Gyle Soilleux left his crewmates from Fiji by steamer to go to the US; he was going on to England to study architecture. Meanwhile the veteran of the crew Arthur Peck had 'strained himself and was ordered complete quiet' so had to book passage back to Australia in a steamer. The remaining crew sailed from Suva on November 7. They experienced some heavy weather on the return, lost a jib, had to 'hove to' and set anchor for 42 hours. They made a return visit to Lord Howe Island, arriving November 22 and resting for three days, also picking up a Mr Gower Wilson for the return to Australia.
The Utiekah arrived in Sydney to great fanfare on the evening of Nov 28. However the journey was not over, Tasmania was still on the itinerary. They sailed for Hobart on December 14, arriving six days later. After a stay of over a month, they departed on January 24 for a cruise around the Tasmanian coast, including into treacherous Port Davey, which won the admiration of local yachtsmen. The crew felt Tasmania compared favourably with cruising the Pacific apart from the weather. At last, on the the 4th of February 1928, the Utiekah reached sight of home. Cheered on by yachtsmen up Port Phillip Bay and by hundreds on St Kilda Pier, she finally anchored at Williamstown, the crew celebrating with a hula dance on deck. They had brought back with them spears, clubs, 'sissies' (garlands of flowers), sea shells, an assortment of kava bowls, mostly these had been acquired by Mark Mackie. Mackie also took more than 1000 photos during the trip, and a motion picture was taken.
The nearly 10,000 mile trip was a record for any Australian-owned and manned yacht. And it had returned in almost perfect condition. The Utiekah had "nosed her way into islands where seldom a white man had been seen, and never the name Australia heard." Even so, the skipper felt that the trip was too long.

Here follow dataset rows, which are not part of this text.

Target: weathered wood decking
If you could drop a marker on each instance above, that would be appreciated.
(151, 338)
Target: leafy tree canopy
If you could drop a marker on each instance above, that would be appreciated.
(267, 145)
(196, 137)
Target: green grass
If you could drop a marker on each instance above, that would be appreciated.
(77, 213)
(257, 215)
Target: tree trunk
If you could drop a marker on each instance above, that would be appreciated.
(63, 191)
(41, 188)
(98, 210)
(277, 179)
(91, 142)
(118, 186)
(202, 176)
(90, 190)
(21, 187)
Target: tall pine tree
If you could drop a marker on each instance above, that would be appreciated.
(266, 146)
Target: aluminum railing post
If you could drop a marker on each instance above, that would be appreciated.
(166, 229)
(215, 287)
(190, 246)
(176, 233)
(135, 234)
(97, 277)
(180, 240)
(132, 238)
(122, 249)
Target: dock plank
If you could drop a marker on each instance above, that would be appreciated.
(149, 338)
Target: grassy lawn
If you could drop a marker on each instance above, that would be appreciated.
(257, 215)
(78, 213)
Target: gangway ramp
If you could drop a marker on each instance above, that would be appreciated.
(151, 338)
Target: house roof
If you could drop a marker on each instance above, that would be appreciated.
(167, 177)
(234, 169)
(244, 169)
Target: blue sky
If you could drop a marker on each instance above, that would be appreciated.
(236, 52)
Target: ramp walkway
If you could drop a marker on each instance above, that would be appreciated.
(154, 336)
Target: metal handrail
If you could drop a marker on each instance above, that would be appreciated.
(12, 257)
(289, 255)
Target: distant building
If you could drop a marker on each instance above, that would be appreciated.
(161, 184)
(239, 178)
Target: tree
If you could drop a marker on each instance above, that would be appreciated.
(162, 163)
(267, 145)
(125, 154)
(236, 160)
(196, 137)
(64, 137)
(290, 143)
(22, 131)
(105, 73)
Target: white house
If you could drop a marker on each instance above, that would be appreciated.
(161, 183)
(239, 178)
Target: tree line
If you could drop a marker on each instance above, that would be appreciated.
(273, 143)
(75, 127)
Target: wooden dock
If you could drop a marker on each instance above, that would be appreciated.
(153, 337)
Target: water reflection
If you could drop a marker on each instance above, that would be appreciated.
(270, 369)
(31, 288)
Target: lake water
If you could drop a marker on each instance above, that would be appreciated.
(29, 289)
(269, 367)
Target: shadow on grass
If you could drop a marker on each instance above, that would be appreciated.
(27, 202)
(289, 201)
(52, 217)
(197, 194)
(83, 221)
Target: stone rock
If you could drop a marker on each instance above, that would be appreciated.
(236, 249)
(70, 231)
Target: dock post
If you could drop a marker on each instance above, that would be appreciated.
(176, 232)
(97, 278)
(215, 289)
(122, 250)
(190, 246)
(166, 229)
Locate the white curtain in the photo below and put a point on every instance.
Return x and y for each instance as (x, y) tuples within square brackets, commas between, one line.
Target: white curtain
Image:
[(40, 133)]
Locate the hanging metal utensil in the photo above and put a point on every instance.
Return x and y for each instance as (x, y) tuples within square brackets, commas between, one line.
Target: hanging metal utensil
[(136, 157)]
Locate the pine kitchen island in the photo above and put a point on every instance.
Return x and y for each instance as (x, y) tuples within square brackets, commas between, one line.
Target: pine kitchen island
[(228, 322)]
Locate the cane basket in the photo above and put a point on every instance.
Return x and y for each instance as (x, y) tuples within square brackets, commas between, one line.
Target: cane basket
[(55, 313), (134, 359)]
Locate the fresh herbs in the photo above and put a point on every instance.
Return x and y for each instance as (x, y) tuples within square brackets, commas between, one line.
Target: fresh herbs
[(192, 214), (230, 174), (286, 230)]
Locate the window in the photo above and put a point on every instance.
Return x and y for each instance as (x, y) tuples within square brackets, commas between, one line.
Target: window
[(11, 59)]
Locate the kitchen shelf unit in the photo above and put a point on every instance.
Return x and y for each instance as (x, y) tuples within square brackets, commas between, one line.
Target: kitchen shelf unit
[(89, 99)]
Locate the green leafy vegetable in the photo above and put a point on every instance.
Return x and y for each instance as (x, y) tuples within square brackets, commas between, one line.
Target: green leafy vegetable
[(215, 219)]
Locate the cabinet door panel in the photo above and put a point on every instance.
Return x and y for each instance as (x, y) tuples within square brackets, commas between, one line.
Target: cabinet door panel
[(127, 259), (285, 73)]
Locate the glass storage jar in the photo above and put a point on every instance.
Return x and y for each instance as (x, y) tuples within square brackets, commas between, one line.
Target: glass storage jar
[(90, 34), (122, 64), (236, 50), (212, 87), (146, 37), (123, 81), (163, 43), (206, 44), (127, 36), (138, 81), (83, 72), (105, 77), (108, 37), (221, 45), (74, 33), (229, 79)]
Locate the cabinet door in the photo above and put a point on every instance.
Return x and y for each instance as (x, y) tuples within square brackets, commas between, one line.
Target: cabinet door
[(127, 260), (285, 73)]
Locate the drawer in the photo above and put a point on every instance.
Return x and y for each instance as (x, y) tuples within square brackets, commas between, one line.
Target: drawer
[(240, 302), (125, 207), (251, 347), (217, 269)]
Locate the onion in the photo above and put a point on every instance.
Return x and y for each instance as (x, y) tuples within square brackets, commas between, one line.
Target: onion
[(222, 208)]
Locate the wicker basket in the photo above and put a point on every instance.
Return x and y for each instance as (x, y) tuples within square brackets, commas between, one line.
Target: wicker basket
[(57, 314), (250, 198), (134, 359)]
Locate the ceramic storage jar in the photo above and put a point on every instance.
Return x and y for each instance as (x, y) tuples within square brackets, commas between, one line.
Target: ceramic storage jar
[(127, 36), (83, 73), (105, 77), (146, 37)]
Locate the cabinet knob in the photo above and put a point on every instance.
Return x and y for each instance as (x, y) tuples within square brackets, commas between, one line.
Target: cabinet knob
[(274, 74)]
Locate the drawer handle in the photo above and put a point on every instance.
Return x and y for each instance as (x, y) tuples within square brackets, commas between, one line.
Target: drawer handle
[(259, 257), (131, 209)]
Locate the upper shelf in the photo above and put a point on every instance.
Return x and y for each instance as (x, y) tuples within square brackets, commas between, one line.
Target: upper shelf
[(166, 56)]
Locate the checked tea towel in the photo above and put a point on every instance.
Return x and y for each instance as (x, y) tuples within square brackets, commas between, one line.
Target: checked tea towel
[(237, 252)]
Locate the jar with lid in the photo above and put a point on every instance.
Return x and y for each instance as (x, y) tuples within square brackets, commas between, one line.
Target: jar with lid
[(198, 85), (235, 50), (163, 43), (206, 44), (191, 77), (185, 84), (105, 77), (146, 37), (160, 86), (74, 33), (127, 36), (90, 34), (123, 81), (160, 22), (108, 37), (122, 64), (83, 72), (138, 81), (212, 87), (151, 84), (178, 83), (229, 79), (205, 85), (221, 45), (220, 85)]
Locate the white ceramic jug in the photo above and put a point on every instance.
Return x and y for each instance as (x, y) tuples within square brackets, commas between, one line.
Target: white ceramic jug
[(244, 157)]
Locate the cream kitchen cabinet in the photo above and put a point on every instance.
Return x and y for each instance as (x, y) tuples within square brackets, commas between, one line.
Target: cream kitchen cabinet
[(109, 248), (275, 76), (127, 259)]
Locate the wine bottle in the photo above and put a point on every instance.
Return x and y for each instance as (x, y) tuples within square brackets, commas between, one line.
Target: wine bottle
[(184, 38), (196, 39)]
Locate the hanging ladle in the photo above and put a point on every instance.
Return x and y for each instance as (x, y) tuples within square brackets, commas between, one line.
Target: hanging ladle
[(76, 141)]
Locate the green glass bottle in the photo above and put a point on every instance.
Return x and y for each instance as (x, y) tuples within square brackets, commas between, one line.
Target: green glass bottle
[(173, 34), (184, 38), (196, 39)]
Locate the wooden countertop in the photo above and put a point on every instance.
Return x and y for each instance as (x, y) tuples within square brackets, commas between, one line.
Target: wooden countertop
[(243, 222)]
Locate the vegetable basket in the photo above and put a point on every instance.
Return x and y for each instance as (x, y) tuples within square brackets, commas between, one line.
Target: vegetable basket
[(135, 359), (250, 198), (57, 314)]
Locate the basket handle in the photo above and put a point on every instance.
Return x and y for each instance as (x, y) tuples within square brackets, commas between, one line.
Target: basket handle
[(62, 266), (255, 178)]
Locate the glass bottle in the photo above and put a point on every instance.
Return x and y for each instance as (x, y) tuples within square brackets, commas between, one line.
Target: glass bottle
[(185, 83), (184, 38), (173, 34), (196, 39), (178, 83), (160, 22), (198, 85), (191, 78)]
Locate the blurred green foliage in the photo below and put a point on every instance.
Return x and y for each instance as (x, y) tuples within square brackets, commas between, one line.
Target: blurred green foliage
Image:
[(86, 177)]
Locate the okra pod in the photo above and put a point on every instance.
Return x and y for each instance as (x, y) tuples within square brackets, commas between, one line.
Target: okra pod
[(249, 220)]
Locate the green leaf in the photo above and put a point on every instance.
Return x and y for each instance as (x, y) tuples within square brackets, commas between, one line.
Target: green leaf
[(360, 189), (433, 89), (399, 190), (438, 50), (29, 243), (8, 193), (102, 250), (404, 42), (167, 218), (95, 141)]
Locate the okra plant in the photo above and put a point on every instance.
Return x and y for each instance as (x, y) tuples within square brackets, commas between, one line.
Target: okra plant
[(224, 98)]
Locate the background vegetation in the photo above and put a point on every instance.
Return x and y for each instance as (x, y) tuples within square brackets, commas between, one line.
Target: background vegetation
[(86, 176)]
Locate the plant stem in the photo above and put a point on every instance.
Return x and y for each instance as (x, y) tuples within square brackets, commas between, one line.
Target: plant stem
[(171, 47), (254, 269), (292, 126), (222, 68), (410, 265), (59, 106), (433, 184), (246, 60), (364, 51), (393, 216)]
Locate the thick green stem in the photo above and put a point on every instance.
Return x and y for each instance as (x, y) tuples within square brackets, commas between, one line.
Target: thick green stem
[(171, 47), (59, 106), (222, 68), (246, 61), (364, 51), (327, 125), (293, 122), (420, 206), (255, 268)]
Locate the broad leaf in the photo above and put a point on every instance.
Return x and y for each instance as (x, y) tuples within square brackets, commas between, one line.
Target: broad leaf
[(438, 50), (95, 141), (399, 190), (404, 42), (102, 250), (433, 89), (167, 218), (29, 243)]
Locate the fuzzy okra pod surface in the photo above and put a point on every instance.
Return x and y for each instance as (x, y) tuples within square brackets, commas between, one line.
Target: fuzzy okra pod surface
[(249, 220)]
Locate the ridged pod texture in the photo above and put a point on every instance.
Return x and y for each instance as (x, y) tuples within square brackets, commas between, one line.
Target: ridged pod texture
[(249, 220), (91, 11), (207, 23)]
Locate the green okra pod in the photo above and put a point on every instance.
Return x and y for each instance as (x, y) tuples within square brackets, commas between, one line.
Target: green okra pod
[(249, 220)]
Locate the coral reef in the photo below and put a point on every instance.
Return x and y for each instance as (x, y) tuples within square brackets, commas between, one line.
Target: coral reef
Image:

But the final words I will leave to Mark Mackie:
"I wouldn't have missed it for worlds; but it's good to be home."
Epilogue: Mark Mackie returned to his job as a photo-engraver, and the other crew members went back to their jobs of sportsmaster, orchardist and surveyor, but our entertaining correspondent from the voyage John Crossley Hartle was of independent means and had been roving for 12 years; he was soon to head to the Malay states.